After that came the liquidation of the Cracow Ghetto in
March 1943. Of the 600,000 people who had been in it,
between eight and ten thousand who had remained alive were
brought to Plaszow.

The Court will remember that the Accused was questioned on
the subject of the liquidation of the ghettos. In his
Statement to the police, after he had spoken of the
liquidation of the Lodz Ghetto, Eichmann was asked what the
rule was concerning other ghettos when these were closed
down and their inmates transferred to concentration camps.
To this he replied in the same examination (on page 3116):

“This was something which was done on the basis of the
expulsion order issued by the Reichsfuehrer-SS. It had
to go through me; at that time it had to go through
IVB4.”

Hence he acknowledged in his examination the liquidation of
the ghettos, and evidently he had good grounds for doing so.
His argument in Court that he was confused at the police
interview when he made these remarks is thus refuted, and it
is without foundation.

Zivia Lubetkin told the Court of the restrictive laws which
rained down on the Jews of Warsaw, of the prohibitory
decrees issued day after day, of the special “actions”
against the Jewish intelligentsia and the leadership, of the
enormous round-ups by the Schutzpolizei and the SS, and of
the so-called transfer to the East (Aussiedlung nach dem
Osten).

Rachel Auerbuch described the spiritual destruction which
preceded the physical destruction, the deliberate
degradation and oppression which were designed to prove that
the Jews did not deserve to live.

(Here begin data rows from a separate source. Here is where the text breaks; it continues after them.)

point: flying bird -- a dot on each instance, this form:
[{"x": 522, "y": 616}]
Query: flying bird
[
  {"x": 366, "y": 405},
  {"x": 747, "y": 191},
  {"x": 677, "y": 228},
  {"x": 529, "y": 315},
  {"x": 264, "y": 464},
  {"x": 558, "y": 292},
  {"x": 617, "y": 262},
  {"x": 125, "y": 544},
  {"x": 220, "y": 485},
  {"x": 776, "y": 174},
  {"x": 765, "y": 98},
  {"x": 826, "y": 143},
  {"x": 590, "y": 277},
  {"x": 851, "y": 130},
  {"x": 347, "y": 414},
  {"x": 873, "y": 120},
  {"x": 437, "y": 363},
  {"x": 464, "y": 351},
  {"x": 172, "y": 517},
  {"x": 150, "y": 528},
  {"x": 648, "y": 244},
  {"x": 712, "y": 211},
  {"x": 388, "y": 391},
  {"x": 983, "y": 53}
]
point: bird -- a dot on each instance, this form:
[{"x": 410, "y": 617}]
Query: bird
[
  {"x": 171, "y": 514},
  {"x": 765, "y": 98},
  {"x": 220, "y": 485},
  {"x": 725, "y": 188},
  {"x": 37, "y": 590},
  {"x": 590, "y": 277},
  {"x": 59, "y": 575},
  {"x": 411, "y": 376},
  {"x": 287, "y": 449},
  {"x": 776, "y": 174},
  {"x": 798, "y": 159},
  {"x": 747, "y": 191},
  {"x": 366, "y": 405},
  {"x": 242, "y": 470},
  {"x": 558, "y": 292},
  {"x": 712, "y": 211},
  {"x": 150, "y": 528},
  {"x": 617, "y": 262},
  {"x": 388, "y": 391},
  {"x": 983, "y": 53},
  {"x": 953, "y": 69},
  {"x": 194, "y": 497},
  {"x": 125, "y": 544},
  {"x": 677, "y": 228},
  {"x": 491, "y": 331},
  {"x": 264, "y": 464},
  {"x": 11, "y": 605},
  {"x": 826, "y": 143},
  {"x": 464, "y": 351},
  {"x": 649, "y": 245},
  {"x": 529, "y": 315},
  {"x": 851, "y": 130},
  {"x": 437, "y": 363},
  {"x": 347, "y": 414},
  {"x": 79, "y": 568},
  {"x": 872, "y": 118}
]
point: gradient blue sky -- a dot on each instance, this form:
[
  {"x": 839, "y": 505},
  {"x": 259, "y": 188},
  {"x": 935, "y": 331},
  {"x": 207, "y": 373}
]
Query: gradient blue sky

Dr. Berman gave evidence
of the violence to Jewish children, of the special
wickedness towards the Jewish child, against whom the
efforts at annihilation were directed especially. There
were, in Warsaw, whence they were transferred for
extermination – one hundred thousand Jewish children. We
heard the same accounts from Przemysl, about the baby whom
his Nazi murderer tore apart like a rag, and about the dying
mother crawling towards him, her blood intermingling with
its blood, and thus the two of them died. We heard about
the eighty lashes which a Jewish lad was given there, when
fifty were enough to kill. This lad is alive today – he is
an officer in the Israeli police; his name is Michael
Goldmann, and during the investigations by Bureau 06 he
prepared the files on Poland and Soviet Russia.